Alone in his room that night he finally gave up all pretence at study and faced the truth. He had been drifting in a delightful dream during the last two years, with only a vague and alluring idea of the future before him, a future in which there was no question but that Allison Cloud AND his sister Leslie should figure intimately. Now he was suddenly and roughly awakened to ask himself whether he had any right to count on all this. If these young people belonged 302 to the favored few of the world who were rolling in wealth, wasn’t it altogether likely that when they finished college they would pass out of this comradely atmosphere into a world of their own, with a new set of laws whereby to judge and choose their friends and life companions? He could not quite imagine Allison and Leslie as anything but the frank, friendly, enthusiastic comrades they had been since he had known them––and yet––he knew the world, knew what the love of money could do to a human soul, for he had seen it many times before in people he had come to love and trust who had grown selfish and forgetful as soon as money and power were put into their hands. He had to confess that it was possible. Also, his own pride forbade him to wish to force himself into a crowd where he could not hold his own and pay his part. They would simply not be in his class, at least not for many years to come, and his heart sank with desolation.
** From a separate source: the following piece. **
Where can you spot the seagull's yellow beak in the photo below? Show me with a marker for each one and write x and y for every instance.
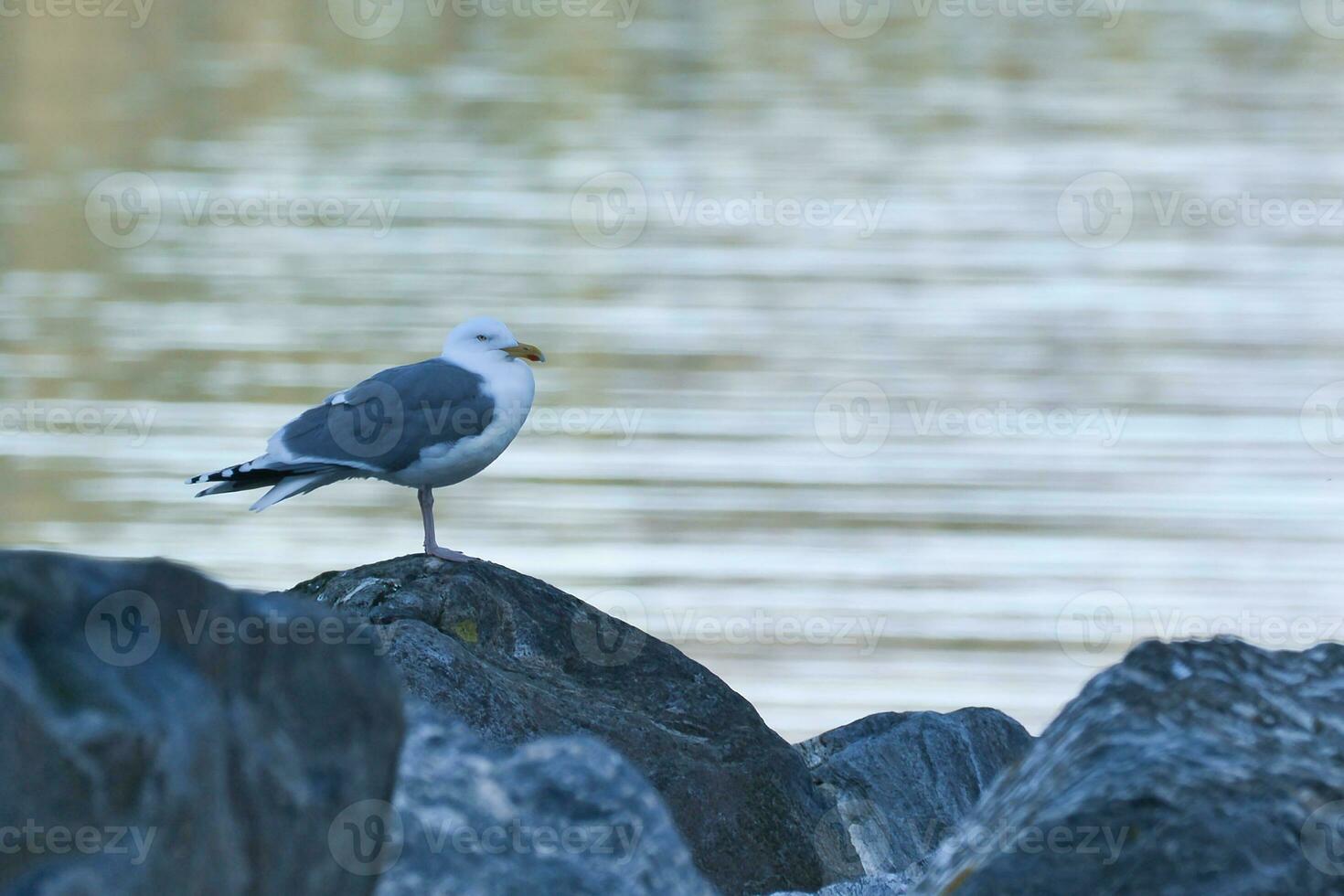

It was then, and not till then, that the heart of the trouble came out and looked him in the face. It was not that he could not be in their class, that he could not keep pace with Allison Cloud and come and go in his company as freely as he had done; it was that he loved the bright-haired Leslie, the sweet-faced, eager, earnest, wonderful girl. She held his future happiness in her little rosy hand, and if she really were a rich girl he couldn’t of course tell her now that he loved her, because he was a poor man. He didn’t expect to stay poor always, of course, but it would be a great many years before he could ever hope to compete with anything like wealth, and during those years who might not take her from him? Was it conceivable that such a cad as that youth who had boasted himself a playmate of her childhood could possibly win her?